Only braces can truly solve problem 4 by suspending the trousers at a consistent height relative to the shoulders, but the other three problems can be solved with side adjusters. Side adjusters will still help for problem 4 because they don’t weigh down the trousers like a belt does. By the 1950s it was common for English tailors to make trousers with an adjustable waistband system to take the place of braces, and there are a number of different types of waistband adjusters.
Sean Connery’s Anthony Sinclair suits all featured “DAKS tops,” originally made by Simpson’s of Piccadilly. The name is a portmanteau of “Dad” and “slacks.” The style has buttoning tabs on the sides, connected with hidden elastic across the back. One drawback to this is that the adjusters can only be tightened to where the buttons are placed, though the elastic helps for a snug fit. There are usually two or three buttons—often of mother of pearl—on each side, and Connery used one of the buttons on the left to secure his shoulder holster. Roger Moore also wore this style on his Cyril Castle suit trousers in Live and Let Die.

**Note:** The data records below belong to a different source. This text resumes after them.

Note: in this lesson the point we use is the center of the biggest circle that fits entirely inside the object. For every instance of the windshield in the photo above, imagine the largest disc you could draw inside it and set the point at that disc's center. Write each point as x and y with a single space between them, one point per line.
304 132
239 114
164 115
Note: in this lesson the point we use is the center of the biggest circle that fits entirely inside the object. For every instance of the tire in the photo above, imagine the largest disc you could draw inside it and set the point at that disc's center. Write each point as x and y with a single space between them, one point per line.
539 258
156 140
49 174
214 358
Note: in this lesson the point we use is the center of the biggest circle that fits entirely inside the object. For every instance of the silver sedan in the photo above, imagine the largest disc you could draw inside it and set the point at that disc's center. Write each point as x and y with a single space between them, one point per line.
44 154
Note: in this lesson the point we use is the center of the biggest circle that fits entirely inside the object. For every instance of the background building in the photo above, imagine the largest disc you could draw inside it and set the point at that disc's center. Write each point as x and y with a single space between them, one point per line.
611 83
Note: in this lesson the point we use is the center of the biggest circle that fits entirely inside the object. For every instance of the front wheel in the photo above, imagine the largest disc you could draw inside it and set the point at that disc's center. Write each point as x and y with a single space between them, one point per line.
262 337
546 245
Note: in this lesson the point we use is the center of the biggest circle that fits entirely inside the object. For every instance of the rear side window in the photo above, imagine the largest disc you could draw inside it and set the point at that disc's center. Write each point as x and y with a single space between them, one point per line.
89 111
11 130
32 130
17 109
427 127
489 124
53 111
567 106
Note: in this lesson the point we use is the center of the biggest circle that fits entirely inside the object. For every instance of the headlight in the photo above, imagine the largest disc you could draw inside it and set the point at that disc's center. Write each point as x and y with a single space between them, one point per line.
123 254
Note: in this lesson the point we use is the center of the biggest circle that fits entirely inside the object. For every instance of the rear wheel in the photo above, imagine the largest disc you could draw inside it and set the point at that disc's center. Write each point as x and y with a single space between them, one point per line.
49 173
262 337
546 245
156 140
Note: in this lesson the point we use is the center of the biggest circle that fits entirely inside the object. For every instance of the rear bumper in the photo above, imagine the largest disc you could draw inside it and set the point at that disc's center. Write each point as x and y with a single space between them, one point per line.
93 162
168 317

Daniel Craig introduced another classic trouser adjuster style to the Bond series with his Tom Ford suits in Quantum of Solace. The Tom Ford side adjusters are two strips of cloth brought together with a slide buckle, though a more casual variation can be found that uses D-rings. As opposed to button-tabs, this style allows for an exact adjustment.
Other styles of side adjusters exist, such as a waistband that expands and contracts with a locking zip fastener. There are also adjusters that look like DAKS tops but don’t have elastic across the back, and thus they do not function as well.